В тоже время по соседству добрая Пылжид, уложив в постель внуков, вела наступление на дочь и зятя. Все трое сидели за столом с остывшим чаем. Дочь, полноватая, с мягкими чертами лица — в родову, избегала смотреть в глаза матери. Упорствовал зять — большеголовый мужчина с кулаками-гирями, навечно пропитанными соляркой. Он сжимал-разжимал эти гири на стеле, набычившись, клонил вперед голову, будто и вправду тяжело ей было на покатых плечах.
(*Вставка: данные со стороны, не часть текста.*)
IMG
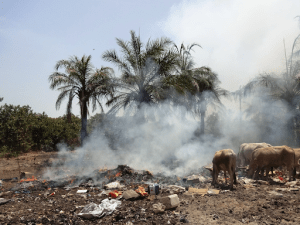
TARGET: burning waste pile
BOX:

— Чего ей не сидится дома? — хмурил он брови. — Пусть живет у нас. Совсем из ума выжила, старая! А вы, эжы…
— Ну, ну, договаривай, договаривай, зятек, — с обидой пропела Пылжид, заколыхав грудью. — Может, и я вам мешаю? Зажилась в своем доме…
— Мама! — дочь, округлив щеки, подняла бегучие от влаги глаза.
— Да не то я хотел сказать! — досадливо пристукнул кулаком зять. Чай из кружки пролился на клеенку, побежал на пол. — Долгор все кажется простым. Села — поехала… Старая она, понятно! Кто сейчас в Тангуте проводит ее? Никто! Для этого надо или свихнуться, или… — Зять сделал неопределенный жест рукой. — Ехать-то куда?! А этого ее внука я видел! Грамотный, а толку?..
— Добрые люди везде найдутся, — поджала губы Пылжид. В глуби не души она понимала, что зять прав в своем беспокойстве за Долгор. И теперь озаботилась тем, что сила мужских доводов возьмет свое. Сама бы она ни за что не покинула Тангут: внуки держали, дом… Тогда уж помочь деньгами — чем может! Знала она и то, что деньги эти зятю-шоферу достаются нелегко, и расстаться с ними из-за «старухиной блажи» ему трудно.
— Если б для дела, жалко, что ли? — буркнул зять.
Кончилось все слезами. Пылжид нарочно размазала их по круглым щекам, схватилась в усердии за правую сторону груди. Зять, не переносивший женских слез, поморщился. Дочь, всплеснув полными руками, бросила сердитый взгляд на мужа. Пылжид дала уложить себя на кровать, запричитала, что ей лучше не жить. Нынешние мужчины трусы, — приподнявшись на подушках, крикнула она в сторону зятя, — держатся за женские юбки, дальше своего телевизора не видят. Сейчас старухи, и то смелей мужчин! Вот в ее время были настоящие баторы, побило их, полегли в далеких степях, а то бы они показали вам, толстопузым… Перед ее размытым слезами взором всплыло лицо Матвея — ясный взгляд, крепкие скулы, розовые губы…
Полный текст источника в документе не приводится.